Colorado College Teaching
2017-2018 Academic Year
- Block 1 - Non-teaching
- Block 2 - Parallel Programming
- Block 3 - Capstone Project
- Block 4 - Computer Science 2
- Half-block - Computer Language as Language
- Block 5 - Computer Science 1
- Block 6 - Non-teaching
- Block 7 - Computer Science 1
- Block 8 - Computational Thinking
- Block B - Computational Thinking
Colorado College Projects
HPC computing resources are a useful resource for scientific research and education. Using hardware generously provided by ITS, I built and operate the Math and Computer Science Computational Network (mcscn). This cluster is available to support student and class projects needing compute resource beyond those provided by a commodity laptop. Some additional information on mcscn can be found here.

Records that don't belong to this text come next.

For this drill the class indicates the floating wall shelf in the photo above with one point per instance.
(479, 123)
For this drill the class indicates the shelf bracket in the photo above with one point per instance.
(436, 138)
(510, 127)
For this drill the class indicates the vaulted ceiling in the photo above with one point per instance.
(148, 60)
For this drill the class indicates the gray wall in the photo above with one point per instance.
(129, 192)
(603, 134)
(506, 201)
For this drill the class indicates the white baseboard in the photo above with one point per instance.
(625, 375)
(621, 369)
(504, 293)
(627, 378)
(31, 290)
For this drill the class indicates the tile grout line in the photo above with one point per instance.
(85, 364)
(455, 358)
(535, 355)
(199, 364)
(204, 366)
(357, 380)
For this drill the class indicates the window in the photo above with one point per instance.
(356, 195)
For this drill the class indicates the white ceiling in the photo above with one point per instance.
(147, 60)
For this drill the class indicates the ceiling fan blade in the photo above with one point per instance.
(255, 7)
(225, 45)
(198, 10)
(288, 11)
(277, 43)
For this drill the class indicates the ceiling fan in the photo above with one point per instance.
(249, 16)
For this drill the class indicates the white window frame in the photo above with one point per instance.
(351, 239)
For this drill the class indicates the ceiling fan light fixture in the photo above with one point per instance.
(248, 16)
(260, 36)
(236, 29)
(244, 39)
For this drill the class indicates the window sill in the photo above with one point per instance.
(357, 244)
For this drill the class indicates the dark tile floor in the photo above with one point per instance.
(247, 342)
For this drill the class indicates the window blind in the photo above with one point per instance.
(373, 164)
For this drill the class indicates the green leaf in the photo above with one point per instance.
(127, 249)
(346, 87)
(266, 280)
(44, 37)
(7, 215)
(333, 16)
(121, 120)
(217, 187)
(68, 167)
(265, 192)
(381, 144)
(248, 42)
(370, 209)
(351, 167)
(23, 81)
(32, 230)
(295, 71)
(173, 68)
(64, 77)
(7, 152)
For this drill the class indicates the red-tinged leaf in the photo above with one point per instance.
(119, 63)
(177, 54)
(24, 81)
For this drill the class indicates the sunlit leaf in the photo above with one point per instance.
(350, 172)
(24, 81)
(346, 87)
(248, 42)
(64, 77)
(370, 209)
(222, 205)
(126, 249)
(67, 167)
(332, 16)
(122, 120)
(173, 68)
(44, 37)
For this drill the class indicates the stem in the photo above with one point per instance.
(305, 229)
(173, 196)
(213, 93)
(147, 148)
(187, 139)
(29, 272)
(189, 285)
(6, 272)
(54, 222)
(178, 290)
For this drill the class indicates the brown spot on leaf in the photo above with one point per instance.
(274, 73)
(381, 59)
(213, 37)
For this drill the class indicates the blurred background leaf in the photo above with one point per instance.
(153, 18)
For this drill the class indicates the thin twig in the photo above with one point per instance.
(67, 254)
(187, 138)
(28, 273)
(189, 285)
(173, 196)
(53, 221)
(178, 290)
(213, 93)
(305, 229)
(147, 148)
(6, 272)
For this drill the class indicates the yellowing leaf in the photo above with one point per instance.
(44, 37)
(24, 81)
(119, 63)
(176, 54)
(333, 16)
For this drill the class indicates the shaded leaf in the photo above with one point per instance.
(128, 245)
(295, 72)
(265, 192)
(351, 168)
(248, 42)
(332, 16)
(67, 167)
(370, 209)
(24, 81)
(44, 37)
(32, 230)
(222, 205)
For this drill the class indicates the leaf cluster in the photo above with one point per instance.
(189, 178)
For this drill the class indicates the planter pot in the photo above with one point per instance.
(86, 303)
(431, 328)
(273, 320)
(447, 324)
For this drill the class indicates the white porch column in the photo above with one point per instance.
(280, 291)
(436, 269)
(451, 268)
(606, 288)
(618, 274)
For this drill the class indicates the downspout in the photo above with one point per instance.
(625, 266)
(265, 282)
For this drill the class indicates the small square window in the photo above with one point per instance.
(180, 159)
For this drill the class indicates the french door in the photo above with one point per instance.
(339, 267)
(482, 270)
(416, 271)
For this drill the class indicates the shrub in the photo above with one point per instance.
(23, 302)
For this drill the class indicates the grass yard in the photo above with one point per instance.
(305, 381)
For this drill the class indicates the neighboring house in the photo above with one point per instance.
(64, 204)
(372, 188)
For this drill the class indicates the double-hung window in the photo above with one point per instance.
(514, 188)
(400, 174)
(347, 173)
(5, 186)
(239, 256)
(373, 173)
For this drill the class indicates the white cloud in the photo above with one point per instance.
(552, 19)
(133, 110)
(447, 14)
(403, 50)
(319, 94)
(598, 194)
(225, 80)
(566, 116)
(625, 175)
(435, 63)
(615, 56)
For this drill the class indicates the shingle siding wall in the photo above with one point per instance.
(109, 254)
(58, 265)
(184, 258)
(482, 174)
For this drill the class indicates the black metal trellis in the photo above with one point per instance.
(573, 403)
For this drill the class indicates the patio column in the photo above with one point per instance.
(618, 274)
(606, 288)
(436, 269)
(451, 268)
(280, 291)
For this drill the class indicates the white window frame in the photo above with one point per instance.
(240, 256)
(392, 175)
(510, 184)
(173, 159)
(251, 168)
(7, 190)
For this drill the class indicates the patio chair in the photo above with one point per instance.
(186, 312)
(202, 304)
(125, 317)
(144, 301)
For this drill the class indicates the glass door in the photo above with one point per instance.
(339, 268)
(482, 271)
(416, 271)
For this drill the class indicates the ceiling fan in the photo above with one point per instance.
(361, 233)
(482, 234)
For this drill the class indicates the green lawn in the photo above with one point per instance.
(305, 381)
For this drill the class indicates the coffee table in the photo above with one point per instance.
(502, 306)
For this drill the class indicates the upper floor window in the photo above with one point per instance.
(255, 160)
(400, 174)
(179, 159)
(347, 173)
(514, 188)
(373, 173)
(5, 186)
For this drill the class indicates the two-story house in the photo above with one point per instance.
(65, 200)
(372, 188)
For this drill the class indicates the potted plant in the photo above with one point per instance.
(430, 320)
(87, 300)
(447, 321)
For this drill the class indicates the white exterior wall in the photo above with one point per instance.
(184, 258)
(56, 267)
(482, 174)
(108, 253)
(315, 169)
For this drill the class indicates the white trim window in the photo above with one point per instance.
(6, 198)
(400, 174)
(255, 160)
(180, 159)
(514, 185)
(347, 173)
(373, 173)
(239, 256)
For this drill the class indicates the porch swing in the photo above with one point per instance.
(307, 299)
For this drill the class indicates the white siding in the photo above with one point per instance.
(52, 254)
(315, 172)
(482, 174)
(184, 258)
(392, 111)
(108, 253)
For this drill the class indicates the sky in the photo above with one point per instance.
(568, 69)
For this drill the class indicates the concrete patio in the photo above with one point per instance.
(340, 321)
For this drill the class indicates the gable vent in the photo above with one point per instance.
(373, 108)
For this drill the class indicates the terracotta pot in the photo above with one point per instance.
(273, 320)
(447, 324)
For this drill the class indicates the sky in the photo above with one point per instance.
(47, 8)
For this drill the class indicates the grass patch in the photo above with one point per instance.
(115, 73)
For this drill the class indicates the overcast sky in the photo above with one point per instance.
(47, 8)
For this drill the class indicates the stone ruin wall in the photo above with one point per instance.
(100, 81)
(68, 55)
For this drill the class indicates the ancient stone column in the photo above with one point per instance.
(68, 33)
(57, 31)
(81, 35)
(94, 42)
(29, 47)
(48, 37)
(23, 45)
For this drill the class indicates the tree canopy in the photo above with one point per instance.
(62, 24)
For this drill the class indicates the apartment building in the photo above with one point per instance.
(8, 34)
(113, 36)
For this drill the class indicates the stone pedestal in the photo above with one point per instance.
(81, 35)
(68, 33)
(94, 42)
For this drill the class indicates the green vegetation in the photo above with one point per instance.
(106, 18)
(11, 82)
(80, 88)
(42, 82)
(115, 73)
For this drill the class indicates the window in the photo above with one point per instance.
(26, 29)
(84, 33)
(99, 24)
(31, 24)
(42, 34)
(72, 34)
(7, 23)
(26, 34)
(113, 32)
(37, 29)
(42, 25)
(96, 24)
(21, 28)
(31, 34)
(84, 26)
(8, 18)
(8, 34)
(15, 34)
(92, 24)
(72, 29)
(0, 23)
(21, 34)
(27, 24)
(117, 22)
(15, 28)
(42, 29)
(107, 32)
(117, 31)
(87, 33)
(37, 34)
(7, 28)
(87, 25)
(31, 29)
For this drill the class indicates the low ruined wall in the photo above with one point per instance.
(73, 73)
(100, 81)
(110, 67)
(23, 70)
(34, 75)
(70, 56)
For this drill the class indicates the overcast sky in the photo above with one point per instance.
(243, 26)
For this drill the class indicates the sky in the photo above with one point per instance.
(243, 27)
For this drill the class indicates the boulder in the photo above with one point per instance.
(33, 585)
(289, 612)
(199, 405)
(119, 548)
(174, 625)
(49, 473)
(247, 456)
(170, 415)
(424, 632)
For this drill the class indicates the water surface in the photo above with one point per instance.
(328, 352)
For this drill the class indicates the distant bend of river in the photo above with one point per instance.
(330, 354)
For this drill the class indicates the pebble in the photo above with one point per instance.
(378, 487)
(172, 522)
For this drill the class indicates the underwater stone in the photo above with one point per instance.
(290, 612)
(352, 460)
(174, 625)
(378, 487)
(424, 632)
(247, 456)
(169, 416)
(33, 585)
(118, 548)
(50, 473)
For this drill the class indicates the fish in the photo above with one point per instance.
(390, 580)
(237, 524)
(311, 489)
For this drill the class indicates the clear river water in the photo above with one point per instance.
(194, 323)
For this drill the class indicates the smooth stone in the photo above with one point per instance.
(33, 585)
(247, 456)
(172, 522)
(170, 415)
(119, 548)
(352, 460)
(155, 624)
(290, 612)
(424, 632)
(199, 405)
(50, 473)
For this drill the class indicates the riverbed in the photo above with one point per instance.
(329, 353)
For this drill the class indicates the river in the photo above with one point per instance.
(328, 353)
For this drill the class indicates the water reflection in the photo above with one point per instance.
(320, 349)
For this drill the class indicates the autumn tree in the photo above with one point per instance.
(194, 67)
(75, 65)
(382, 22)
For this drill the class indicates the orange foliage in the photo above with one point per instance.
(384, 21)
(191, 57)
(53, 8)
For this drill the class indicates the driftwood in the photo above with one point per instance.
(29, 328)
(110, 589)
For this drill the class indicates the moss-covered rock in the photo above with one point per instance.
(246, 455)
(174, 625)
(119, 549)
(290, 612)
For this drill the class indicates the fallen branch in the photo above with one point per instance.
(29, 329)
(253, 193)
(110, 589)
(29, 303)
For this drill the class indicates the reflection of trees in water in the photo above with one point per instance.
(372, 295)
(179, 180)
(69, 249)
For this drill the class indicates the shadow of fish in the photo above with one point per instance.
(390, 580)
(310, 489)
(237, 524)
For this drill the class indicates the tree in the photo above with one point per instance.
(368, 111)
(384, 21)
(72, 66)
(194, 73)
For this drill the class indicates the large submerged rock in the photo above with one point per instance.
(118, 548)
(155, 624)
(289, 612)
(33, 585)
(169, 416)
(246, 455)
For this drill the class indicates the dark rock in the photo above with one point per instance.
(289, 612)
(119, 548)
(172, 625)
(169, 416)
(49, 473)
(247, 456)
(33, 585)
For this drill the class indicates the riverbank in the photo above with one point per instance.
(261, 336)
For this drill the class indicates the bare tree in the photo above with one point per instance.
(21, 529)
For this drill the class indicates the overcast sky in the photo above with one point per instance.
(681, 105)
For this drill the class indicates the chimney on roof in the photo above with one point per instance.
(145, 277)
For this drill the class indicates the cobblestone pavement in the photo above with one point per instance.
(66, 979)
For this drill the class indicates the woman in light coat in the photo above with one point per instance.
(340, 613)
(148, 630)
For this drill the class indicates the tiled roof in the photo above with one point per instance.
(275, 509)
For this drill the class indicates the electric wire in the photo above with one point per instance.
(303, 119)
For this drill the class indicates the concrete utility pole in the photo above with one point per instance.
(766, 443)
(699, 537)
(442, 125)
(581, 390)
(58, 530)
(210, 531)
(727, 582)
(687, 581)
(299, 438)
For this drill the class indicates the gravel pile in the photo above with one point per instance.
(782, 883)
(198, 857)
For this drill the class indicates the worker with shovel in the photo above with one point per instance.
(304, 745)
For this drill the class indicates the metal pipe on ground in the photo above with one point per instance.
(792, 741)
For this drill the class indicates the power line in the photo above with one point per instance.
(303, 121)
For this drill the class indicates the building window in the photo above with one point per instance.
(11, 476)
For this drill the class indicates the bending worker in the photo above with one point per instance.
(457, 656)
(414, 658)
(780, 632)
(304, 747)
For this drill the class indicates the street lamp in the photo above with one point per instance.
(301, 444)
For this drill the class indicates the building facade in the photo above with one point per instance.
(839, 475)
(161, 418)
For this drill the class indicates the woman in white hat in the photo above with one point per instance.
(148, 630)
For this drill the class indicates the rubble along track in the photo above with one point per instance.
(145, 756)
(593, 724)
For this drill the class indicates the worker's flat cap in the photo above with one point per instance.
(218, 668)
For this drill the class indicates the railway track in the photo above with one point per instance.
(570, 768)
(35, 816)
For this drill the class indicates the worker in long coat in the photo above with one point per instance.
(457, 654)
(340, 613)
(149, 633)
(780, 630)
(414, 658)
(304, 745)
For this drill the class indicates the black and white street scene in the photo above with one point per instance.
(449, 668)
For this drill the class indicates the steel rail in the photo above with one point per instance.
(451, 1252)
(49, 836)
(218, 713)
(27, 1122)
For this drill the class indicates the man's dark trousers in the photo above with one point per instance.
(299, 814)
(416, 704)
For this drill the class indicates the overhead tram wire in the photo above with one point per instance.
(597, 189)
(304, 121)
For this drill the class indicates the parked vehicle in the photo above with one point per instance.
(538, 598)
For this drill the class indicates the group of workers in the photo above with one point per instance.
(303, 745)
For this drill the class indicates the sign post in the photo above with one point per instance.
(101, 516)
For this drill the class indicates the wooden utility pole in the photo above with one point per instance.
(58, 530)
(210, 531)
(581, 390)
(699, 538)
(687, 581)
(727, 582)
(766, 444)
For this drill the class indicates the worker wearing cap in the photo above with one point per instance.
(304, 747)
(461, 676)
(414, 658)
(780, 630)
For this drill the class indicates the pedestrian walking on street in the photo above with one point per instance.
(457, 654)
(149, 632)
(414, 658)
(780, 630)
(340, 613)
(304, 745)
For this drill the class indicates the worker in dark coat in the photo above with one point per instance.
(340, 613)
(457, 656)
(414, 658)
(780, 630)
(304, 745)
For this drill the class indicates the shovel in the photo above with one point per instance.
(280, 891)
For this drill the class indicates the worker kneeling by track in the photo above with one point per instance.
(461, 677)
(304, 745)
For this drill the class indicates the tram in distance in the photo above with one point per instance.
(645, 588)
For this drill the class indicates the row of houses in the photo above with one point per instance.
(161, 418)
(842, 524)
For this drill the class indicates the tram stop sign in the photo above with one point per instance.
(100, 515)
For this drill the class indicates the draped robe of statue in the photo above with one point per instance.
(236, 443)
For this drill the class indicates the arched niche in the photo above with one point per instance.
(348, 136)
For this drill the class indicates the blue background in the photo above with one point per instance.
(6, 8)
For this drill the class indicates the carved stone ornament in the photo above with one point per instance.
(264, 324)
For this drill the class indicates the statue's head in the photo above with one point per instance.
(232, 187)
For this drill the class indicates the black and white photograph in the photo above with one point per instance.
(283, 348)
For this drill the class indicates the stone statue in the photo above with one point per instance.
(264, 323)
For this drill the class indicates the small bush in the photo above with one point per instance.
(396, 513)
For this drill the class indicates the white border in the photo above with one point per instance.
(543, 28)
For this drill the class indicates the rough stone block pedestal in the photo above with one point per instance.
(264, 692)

- Simulating Power Scheduling at Scale (E2SC 2017)
- A Unified Platform for Exploring Power Management Strategies (E2SC 2016)
- Systemwide Power Management with Argo (HPPAC 2016)
- Dynamic Power Sharing for Higher Job Throughput (SC 2015)
- POW: System-wide Dynamic Reallocation of Limited Power in HPC (HPDC 2015)
- Production Hardware Overprovisioning: Real-World Performance Optimization Using an Extensible Power-Aware Resource Management Framework (IPDPS 2017)
- A Scalable Observation System for Introspection and In Situ Analytics (ESPT 2016)
Graduate School Era - 2011-2017
Teaching - Instructor of Record
- CIS322 Introduction to Software Engineering - Winter 2017
- CIS122 - Summer 2013
Teaching - Teaching Assistent
- CIS210 - Winter 2016, Fall 2012, Winter 2012, Fall 2011
- CIS410 - Spring 2014
- CIS211 - Winter 2013, Spring 2013
- CIS110 - Spring 2012
Teaching - Special Projects
- CIS410 Spring 2014 - Designed the Parallel Programming labs and projects
- CIS210 Fall 2013 - Designed the lab component to complement the lectures
- CIS210 Fall 2012 - Assisted in an experimental delivery of CIS210 as a bilingual course using both Python and JAVA
- Summer/Fall 2016 - LLNL - Implementation of RMAP and PowSched algorithms as SLURM plugins
- Summer 2015 - LLNL - Wrote a decoupled power scheduling solution for evaluation
- Summer 2014 - LLNL - Built a hierarchical publish/subscribe system for introspection and control at scale
- Summer 2013 - EGI - Ported a scientific code to OpenCL
Industry Era - 2005-2011
Between my undergraduate and graduate studies, I ran a micro-company in the DC metro area. The projects I worked on fell into three basic categories: big data, operational support systems, and professional training.
Big Data Projects
The largest system I worked on could ingest 2.5 terabytes of operational data per day, 30000 records per second from sources distributed all over the world, and report on events within 40 seconds of occurrence via a relational database. A custom ETL framework was developed to support the rate of data ingestion and deliver high availability. Presenting the data through a traditional relational database provided data consistency and an ability to easily present and analyze the data in the context of other business data.
Several systems of this shape were built different customers, tailoring to their specific business needs and enterprise information architectures. These systems reduced customer service costs, automatically detected misconfigurations, analyzed internal network traffic, and supported information security activities.
Operational Support Systems
Operational support systems (OSSes) are the business applications that track and manage business processes that involve both automated and manual components. My first OSS project was a 12 week project that handled order intake and tracking for a small company. I was responsible for requirements gathering, system implementation, migration of legacy data, and training. The system freed 1 full-time employee, improved customer satisfaction, and enabled a business model for the customer.
College Era - 1998-2005
During my undergrad I worked as a web developer, linux systems administrator, and help desk technician for various departments at the University of Oregon. I also did a little work in support of research efforts in software analysis and networking.